The Motherboard of All Battles

  • Share
  • Read Later
As if Microsoft didn't have enough trouble with its government antitrust suit, Tuesday marked the beginning of another legal showdown -- this one with archrival Sun Microsystems, inventors of the revolutionary cross-platform programming language called Java. The long-awaited lawsuit, which is so complex that the judge had to be given tutorials, boils down to this: Who's in charge of the information age's lingua franca? When Microsoft licensed the technology from Sun, did they also buy the right to do what Microsoft does best -- suck it into the Windows operating empire?
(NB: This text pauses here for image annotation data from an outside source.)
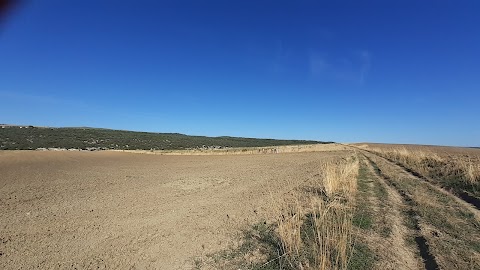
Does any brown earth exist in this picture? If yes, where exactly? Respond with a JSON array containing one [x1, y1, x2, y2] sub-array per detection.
[[0, 151, 346, 269]]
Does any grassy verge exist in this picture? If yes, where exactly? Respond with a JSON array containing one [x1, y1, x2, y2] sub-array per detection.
[[368, 154, 480, 269], [370, 148, 480, 198], [196, 156, 364, 269]]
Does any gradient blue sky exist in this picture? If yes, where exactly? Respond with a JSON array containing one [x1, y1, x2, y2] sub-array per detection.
[[0, 0, 480, 146]]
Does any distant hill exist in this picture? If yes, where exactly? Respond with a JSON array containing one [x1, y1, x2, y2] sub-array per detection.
[[0, 125, 329, 150]]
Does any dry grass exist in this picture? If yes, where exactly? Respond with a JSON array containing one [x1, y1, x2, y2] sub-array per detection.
[[272, 157, 359, 269], [368, 147, 480, 188]]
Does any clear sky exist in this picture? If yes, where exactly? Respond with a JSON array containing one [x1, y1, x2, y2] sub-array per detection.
[[0, 0, 480, 146]]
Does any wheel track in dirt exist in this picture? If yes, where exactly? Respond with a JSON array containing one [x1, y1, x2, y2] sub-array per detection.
[[362, 153, 439, 270], [357, 148, 480, 211], [363, 155, 423, 270]]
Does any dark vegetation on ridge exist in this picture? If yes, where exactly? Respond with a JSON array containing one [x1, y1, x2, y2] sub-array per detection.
[[0, 126, 330, 150]]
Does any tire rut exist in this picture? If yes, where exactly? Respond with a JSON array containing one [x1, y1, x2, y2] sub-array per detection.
[[364, 155, 439, 270], [363, 150, 480, 210], [364, 158, 423, 269]]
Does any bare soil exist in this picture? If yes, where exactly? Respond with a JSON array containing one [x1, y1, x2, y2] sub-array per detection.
[[0, 151, 345, 269]]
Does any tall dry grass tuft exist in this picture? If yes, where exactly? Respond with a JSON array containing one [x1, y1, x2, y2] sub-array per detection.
[[272, 157, 359, 269]]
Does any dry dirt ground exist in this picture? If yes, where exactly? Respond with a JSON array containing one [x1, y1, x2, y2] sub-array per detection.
[[0, 151, 347, 269]]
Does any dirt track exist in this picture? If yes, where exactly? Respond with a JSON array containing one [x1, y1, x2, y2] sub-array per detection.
[[0, 151, 344, 269]]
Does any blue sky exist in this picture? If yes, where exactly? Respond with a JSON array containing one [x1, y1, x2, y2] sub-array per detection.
[[0, 0, 480, 146]]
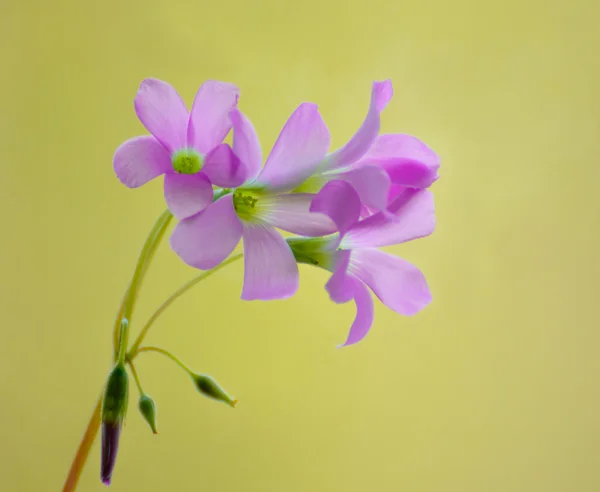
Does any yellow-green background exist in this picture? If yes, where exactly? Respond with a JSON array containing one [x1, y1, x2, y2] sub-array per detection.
[[0, 0, 600, 492]]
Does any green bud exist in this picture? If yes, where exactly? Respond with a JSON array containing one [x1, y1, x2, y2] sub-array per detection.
[[100, 362, 129, 485], [102, 364, 129, 424], [138, 395, 158, 434], [191, 374, 237, 407]]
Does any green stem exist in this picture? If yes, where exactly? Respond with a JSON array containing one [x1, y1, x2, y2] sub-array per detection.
[[127, 253, 243, 360], [137, 345, 194, 376], [113, 210, 173, 360], [117, 318, 129, 364]]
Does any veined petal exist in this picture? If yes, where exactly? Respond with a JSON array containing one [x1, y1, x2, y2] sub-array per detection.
[[358, 134, 440, 188], [348, 248, 431, 316], [341, 278, 375, 347], [229, 108, 262, 181], [341, 188, 435, 249], [134, 79, 188, 153], [325, 251, 354, 304], [171, 195, 243, 270], [330, 164, 390, 210], [165, 173, 213, 220], [202, 144, 247, 188], [242, 224, 299, 301], [187, 80, 240, 154], [309, 181, 361, 234], [113, 135, 171, 188], [325, 80, 393, 169], [256, 103, 330, 191], [263, 193, 336, 237]]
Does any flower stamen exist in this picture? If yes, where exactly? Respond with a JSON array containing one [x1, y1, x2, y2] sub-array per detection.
[[171, 149, 204, 174]]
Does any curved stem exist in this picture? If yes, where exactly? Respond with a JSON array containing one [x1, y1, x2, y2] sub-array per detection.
[[130, 345, 194, 376], [127, 253, 243, 360], [113, 210, 173, 360], [63, 395, 102, 492]]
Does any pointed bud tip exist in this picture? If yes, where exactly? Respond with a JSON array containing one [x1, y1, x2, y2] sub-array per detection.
[[192, 374, 238, 408]]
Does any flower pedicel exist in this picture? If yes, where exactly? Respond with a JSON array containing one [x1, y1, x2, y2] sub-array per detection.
[[63, 79, 439, 492]]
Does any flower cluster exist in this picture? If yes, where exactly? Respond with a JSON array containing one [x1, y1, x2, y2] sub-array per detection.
[[114, 79, 439, 345]]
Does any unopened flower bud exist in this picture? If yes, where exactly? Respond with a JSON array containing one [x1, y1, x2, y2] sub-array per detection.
[[100, 363, 129, 485], [192, 374, 237, 407], [138, 395, 158, 434]]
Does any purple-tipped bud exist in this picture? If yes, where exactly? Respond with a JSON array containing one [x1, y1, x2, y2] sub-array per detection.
[[100, 422, 121, 486], [100, 363, 129, 485]]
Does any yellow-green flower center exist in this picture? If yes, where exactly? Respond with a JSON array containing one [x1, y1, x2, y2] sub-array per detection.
[[233, 189, 264, 222], [171, 149, 204, 174]]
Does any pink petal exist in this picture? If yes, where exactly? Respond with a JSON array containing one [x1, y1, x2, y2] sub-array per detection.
[[187, 80, 240, 154], [242, 224, 299, 301], [257, 103, 330, 191], [330, 164, 390, 210], [325, 251, 354, 304], [310, 181, 361, 234], [171, 194, 243, 270], [264, 193, 336, 237], [342, 279, 375, 347], [341, 188, 435, 249], [349, 249, 431, 316], [133, 79, 188, 153], [202, 144, 246, 188], [358, 134, 440, 188], [165, 173, 213, 220], [113, 135, 171, 188], [229, 108, 262, 181], [326, 80, 393, 169]]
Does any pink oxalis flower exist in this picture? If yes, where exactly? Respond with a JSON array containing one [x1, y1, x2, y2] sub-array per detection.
[[171, 103, 335, 300], [296, 80, 440, 214], [287, 181, 435, 345], [113, 79, 244, 219]]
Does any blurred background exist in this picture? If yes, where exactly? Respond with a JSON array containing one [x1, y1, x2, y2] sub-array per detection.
[[0, 0, 600, 492]]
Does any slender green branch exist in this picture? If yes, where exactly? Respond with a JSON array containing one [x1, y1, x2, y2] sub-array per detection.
[[137, 345, 195, 376], [117, 318, 129, 364], [113, 210, 173, 360], [127, 253, 243, 360]]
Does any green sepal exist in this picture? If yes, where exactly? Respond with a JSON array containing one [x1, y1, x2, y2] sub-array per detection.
[[138, 395, 158, 434], [102, 364, 129, 424], [191, 374, 237, 407]]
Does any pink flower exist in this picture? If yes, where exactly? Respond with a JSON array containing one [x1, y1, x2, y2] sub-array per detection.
[[287, 181, 435, 345], [171, 103, 336, 300], [297, 80, 439, 211], [113, 79, 244, 219]]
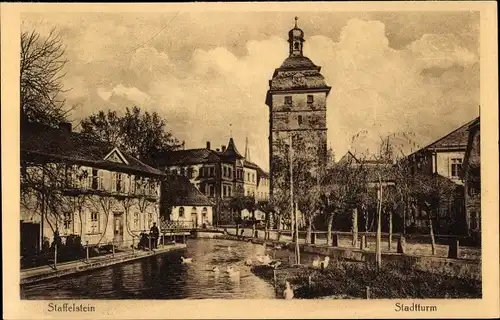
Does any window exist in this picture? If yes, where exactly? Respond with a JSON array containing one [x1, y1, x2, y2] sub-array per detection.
[[89, 212, 99, 234], [148, 212, 153, 228], [63, 212, 73, 234], [451, 158, 462, 178], [116, 173, 123, 192], [134, 212, 141, 230], [470, 211, 478, 230], [92, 169, 99, 190]]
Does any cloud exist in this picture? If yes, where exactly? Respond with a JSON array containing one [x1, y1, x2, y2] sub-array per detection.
[[27, 15, 479, 167], [97, 84, 151, 105]]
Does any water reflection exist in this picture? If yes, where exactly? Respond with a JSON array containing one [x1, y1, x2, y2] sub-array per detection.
[[21, 239, 282, 299]]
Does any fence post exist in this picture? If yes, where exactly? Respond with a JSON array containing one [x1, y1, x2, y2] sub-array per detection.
[[86, 241, 89, 262], [397, 236, 406, 254], [54, 243, 57, 269], [448, 240, 459, 259], [273, 269, 278, 295]]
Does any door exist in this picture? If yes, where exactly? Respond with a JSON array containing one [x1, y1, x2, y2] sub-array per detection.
[[113, 212, 123, 247]]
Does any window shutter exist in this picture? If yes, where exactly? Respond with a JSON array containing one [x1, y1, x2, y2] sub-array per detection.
[[110, 172, 116, 192]]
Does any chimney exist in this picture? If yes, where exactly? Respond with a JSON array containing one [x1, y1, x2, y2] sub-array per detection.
[[59, 122, 72, 132]]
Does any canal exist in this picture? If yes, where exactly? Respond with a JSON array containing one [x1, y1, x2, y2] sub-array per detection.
[[21, 239, 314, 299]]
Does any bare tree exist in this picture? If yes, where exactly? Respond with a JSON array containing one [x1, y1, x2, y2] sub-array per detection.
[[20, 29, 70, 125]]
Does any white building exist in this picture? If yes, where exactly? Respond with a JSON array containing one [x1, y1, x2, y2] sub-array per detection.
[[20, 125, 163, 254]]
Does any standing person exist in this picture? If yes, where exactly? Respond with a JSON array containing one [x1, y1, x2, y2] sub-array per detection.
[[149, 222, 160, 249]]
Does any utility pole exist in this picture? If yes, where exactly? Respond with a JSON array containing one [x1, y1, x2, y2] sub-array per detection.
[[289, 134, 300, 264], [375, 173, 383, 269]]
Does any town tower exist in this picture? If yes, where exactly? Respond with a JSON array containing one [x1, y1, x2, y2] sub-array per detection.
[[266, 17, 331, 200]]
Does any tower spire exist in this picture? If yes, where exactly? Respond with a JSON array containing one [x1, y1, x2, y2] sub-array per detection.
[[288, 17, 305, 56]]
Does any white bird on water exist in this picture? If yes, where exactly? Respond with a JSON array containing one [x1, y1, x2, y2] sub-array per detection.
[[283, 281, 293, 300], [226, 266, 240, 277], [181, 257, 193, 264]]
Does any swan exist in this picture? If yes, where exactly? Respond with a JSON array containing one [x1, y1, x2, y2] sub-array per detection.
[[269, 260, 281, 269], [181, 257, 193, 264], [262, 254, 271, 264], [321, 256, 330, 269], [226, 266, 240, 277], [312, 257, 321, 268], [283, 281, 293, 300]]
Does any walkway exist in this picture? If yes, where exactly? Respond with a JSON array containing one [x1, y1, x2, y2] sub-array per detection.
[[21, 243, 186, 284]]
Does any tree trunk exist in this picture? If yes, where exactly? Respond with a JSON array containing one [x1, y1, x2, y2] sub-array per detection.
[[375, 178, 383, 269], [352, 208, 358, 248], [427, 212, 436, 255], [326, 213, 333, 245], [252, 211, 255, 238], [387, 210, 392, 251], [306, 217, 312, 243], [264, 213, 269, 240], [276, 214, 282, 241]]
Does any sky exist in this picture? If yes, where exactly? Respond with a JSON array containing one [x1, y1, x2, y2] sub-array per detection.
[[21, 11, 480, 169]]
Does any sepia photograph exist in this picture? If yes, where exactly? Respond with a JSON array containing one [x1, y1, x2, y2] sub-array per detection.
[[2, 4, 498, 317]]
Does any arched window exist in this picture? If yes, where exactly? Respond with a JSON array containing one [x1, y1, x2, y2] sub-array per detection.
[[470, 211, 478, 230]]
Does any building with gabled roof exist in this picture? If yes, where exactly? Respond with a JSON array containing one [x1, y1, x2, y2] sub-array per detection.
[[462, 117, 481, 234], [153, 137, 269, 223], [161, 175, 214, 228], [20, 120, 164, 255], [404, 119, 476, 185]]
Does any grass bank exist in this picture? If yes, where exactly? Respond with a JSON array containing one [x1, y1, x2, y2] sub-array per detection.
[[252, 260, 482, 299]]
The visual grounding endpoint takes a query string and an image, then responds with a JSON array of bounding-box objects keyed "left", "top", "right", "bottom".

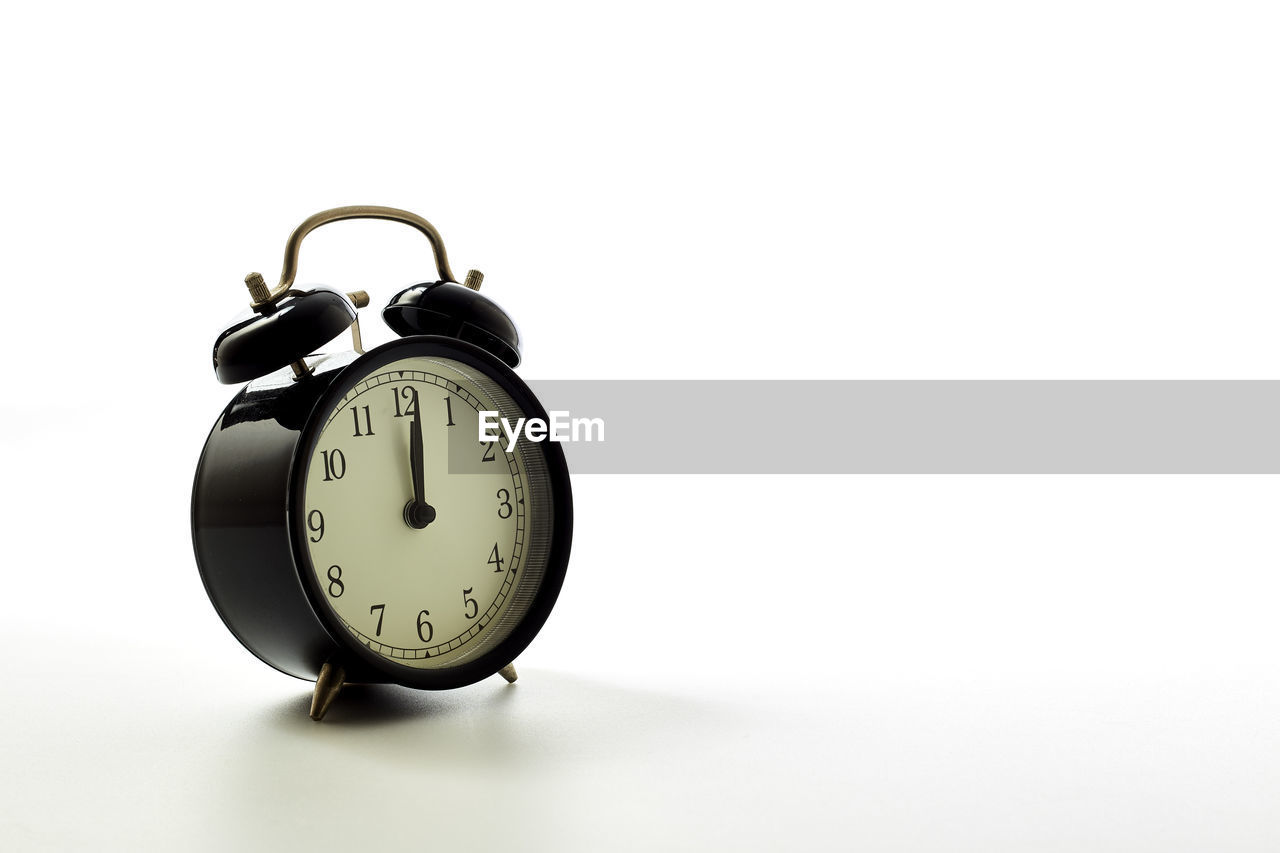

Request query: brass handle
[{"left": 246, "top": 205, "right": 457, "bottom": 309}]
Unlikely, according to TIME San Francisco bureau chief Michael Krantz. "It's difficult to imagine Sun signing a contract that lets Microsoft create a proprietary version of Java." Sun argues that its Redmond rival has "polluted" its precious code; Microsoft calls that claim a "publicity stunt." Whatever the verdict in this convoluted case, the jury's still out on what part Java will play in the rest of our online lives. "It depends," says Krantz, "on whether desktop PCs or components are the future." If network computing takes off, Sun will have the last laugh. But if that big beige motherboard-and-monitor monolith is still sitting in your study 10 or 20 years down the line, chances are Bill Gates will still be in control.